Paul Njoroge and his father-in-law John Quindos Karanja walked away from the site where their wives and children died with bags of soil in their hands.
Three generations of their family were on the Ethiopian Airlines flight to Kenya that crashed last week just minutes after takeoff in Addis Ababa, Ethiopia, killing all 157 people on board.
John Quindos Karanja’s wife, Ann Wangui Karanja; their daughter, Carol Karanja; and Carol Karanja’s three children, Ryan Njoroge, 7, Kellie Pauls, 4, and 9-month-old Rubi Pauls were on the plane. They had been traveling to Kenya from Canada, where Carol Karanja and her children lived.
Ann Wangui Karanja was returning home after traveling to Canada to visit her grandchildren and daughter, who worked as an accountant at an energy firm. Upon the family’s arrival in Kenya, John Quindos Karanja would have been meeting Rubi, who was born in Canada, for the first time.

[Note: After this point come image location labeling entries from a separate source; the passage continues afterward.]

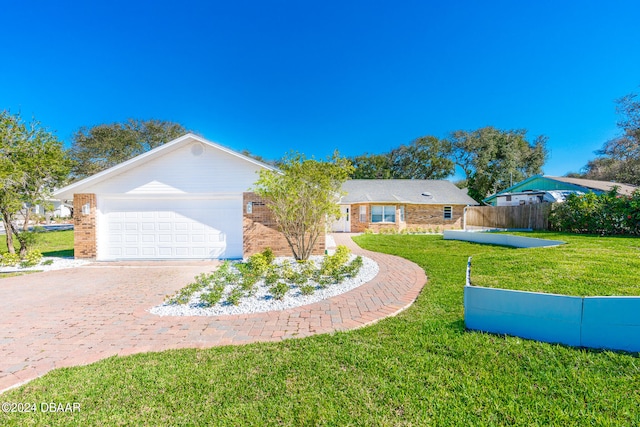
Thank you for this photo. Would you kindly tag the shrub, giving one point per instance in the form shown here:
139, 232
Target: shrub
353, 268
32, 258
235, 295
279, 291
272, 275
248, 276
307, 289
213, 296
268, 256
259, 263
10, 259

Paul Njoroge mourned his mother-in-law, wife and children at the crash site and reflected on their last moments.
“When I think of that plane coming down and what she thought about, she must have thought about me and how I’m going to live. And the kids, they must have called their mommy, they must have cried out to their daddy,” he told CNN’s Canadian newsgathering partner CBC. “It will never leave me. It will never leave me.”

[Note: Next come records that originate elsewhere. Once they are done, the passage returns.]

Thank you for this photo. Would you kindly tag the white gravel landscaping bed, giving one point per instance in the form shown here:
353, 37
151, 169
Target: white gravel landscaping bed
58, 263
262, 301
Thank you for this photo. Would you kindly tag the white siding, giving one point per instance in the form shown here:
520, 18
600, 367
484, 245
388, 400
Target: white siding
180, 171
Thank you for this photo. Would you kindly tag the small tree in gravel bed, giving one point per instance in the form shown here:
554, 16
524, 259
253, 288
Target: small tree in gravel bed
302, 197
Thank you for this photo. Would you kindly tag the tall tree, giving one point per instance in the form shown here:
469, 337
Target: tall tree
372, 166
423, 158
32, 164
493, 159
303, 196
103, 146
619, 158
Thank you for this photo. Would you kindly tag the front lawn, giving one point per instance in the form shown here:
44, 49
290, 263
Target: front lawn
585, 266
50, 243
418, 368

Identifying the bodies of the crash victims could take up to six months, said Ethiopia’s Transport Minister Dagmawit Moges. She said DNA samples are being collected from family members to assist in the identification.
Without remains of their family members to take home, Njoroge and Karanja took soil instead.

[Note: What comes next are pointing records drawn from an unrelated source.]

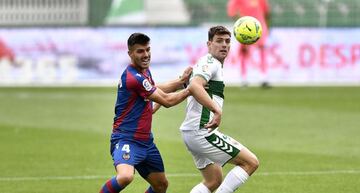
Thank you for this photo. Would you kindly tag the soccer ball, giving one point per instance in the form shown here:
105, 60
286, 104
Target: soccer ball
247, 30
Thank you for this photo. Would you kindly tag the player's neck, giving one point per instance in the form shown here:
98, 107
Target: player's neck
139, 69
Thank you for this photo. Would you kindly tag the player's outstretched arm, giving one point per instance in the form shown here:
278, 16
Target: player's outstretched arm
198, 91
168, 99
174, 85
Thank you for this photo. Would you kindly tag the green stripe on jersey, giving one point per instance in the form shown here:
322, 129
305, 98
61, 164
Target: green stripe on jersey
221, 144
205, 114
216, 88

“This is just soil from the area, so in case even out of the DNA nothing will be gotten, I’ll have gotten this one to be a remembrance of the people I loved,” Karanja told the outlet.
It is all they can do for now, but it does not bring them peace.
“We want to go home with them. That’s the only way we can have closure. I cannot have any other closure,” Njoroge told CBC.
Njoroge and his wife grew up in rural Kenya and went away to college while sending money back to their families, CBC said.
They moved to Bermuda, but most recently she and the children lived in Ontario, Canada, according to the CBC. Njoroge did not join them on their trip to Kenya.
“I booked the flights for them,” he said. “And I was tracking the flights.”
Njoroge mourned his wife, who he said was “everything.”
“She is more than a wife, she is more than a mother,” he told CBC. “Because whatever we have received, it is through her.”
Now, the family has started a GoFundMe fundraiser to help with the funeral expenses and travel so the family can participate in the DNA identification and hopefully bring their loved ones home.